Ken Otter, an ornithologist, decided to move to the northern part of British Columbia in 1999. At the time, he had no idea what impact this would later have on his life and especially on his career as an ornithologist. Soon after he settled into his new home, Ken Otter realized that something was afoot regarding one of the songs that the birds in British Columbia were singing.
Essentially, Otter was accustomed to hearing the song of male white-throated sparrows. These are commonplace across most of North America. White-throated sparrows whistle a tune that, at the end, contains a repeating set of three different notes, called a triplet by ornithologists. Otter, together with Scott Ramsay, one of his colleagues, currently affiliated with the Wilfrid Laurier University in Ontario, listened and paid attention to some recordings taken of the sparrows in the new home of Otter. Even after close observation, the two were not able to identify the musical trio they should have found in the region. Not a long time afterwards, the researchers realized that there was no musical trio in northern British Columbia. Instead, the birds were singing a much more different version of the song. This one ended in two notes, known as a doublet, instead of in a triplet.

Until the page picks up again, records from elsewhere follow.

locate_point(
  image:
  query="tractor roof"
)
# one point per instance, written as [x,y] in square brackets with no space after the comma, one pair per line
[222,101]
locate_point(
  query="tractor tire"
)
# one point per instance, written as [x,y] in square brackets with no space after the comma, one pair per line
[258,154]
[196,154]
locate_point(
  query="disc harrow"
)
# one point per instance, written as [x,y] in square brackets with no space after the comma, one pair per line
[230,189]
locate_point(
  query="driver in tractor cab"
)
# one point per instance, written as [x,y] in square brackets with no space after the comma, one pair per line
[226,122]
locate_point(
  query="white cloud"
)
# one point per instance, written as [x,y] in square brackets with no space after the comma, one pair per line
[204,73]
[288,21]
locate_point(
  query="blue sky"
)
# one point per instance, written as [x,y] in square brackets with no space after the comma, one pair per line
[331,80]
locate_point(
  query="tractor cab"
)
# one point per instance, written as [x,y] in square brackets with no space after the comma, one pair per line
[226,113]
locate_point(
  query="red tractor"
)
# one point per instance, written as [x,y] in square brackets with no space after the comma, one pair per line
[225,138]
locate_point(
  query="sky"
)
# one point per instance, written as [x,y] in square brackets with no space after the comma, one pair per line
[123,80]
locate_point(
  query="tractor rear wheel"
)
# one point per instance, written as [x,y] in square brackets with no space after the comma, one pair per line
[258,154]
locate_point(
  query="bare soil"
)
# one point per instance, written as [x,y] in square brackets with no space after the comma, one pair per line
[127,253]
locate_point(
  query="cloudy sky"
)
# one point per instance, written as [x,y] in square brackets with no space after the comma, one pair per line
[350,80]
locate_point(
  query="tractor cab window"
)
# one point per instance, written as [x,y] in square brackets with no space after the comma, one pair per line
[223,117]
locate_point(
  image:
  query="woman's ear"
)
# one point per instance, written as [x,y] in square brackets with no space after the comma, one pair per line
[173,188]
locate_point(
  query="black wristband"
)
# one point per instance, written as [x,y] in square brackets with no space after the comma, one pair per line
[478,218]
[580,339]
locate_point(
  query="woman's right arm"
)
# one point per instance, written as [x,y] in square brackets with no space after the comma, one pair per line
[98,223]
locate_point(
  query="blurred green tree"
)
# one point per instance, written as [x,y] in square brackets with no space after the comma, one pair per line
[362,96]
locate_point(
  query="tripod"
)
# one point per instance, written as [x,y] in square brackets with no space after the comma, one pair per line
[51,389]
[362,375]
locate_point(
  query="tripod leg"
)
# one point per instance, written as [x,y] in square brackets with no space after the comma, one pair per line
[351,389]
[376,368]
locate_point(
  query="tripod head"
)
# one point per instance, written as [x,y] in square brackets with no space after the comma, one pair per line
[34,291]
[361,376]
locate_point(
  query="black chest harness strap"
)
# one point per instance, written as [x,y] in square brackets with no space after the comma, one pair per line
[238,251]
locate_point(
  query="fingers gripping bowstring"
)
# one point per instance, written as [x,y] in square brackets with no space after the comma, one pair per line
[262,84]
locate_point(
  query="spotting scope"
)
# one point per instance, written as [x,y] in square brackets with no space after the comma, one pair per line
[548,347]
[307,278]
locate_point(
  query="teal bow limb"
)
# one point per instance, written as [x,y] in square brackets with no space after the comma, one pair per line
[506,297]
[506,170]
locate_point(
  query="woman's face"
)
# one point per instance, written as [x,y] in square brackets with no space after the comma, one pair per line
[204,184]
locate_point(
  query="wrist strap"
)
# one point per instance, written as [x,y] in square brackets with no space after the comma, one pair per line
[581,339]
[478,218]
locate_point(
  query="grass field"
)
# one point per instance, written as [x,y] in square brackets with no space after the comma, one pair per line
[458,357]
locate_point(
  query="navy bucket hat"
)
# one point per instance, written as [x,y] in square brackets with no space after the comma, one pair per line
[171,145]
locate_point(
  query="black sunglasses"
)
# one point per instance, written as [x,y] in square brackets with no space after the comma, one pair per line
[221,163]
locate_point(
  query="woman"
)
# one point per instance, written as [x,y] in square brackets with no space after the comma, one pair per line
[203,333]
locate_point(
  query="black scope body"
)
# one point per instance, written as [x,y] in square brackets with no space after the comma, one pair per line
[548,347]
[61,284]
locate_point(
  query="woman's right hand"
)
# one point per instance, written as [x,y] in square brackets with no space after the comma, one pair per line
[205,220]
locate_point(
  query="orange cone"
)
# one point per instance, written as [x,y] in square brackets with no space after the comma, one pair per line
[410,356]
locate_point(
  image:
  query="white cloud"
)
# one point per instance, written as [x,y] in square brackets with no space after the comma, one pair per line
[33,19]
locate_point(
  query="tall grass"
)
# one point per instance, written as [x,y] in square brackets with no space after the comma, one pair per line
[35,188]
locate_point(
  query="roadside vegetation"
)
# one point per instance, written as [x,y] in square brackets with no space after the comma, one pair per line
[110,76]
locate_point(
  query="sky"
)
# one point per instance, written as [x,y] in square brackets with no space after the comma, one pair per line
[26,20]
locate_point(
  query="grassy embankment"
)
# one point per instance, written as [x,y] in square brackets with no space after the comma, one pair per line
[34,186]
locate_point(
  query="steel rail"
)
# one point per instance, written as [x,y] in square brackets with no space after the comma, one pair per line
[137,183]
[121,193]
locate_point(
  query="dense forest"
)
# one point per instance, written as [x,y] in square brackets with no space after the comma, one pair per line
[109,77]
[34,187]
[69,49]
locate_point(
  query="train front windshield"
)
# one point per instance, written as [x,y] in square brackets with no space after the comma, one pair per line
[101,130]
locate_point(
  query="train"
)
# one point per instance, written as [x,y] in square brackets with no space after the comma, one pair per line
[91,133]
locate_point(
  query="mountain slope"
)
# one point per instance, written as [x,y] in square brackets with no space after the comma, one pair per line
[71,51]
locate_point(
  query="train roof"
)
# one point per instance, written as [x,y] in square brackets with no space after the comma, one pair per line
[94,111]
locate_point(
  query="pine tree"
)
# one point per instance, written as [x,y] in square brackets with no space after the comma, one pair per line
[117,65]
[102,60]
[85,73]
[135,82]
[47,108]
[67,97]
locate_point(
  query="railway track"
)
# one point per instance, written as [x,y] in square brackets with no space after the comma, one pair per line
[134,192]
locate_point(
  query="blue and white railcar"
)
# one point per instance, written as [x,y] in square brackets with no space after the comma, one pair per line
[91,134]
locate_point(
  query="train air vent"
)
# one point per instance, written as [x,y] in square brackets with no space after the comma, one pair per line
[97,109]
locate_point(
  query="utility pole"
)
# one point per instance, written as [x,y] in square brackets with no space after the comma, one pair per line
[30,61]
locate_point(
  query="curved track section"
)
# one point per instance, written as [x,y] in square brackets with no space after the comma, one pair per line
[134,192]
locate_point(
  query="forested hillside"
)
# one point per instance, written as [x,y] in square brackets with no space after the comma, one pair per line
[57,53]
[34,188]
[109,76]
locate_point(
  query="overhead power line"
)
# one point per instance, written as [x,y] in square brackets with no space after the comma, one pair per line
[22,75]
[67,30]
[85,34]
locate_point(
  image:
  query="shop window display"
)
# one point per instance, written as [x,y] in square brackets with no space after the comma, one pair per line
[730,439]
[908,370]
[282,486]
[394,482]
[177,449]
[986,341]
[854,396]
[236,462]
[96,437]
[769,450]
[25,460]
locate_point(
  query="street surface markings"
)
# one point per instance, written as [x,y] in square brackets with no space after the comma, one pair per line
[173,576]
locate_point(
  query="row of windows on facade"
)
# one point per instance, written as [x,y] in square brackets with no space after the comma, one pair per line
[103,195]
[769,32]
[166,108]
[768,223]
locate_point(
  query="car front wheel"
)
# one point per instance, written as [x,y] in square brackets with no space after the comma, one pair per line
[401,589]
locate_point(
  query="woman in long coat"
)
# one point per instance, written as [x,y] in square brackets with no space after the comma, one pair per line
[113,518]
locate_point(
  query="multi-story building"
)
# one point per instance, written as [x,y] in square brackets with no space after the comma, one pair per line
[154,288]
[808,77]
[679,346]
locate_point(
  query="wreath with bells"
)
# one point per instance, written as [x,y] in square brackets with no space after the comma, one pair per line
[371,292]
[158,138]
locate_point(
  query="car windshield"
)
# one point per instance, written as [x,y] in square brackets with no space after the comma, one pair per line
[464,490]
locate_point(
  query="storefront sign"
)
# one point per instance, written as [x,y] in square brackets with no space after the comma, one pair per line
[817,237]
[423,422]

Otter, together with Ramsay and other fellow researchers, started looking into this newfound dialect over the course of two decades, During all this time, the novel dialect started spreading all over North America, eventually replacing the old triplet version of the song sung by the sparrows. Apparently, this is the fastest a dialect has ever caught on and spread to birds all over. This information was made public in the academic journal Current Biology, and, according to Otter, it is amazing, but it is definitely not the first time that this happened.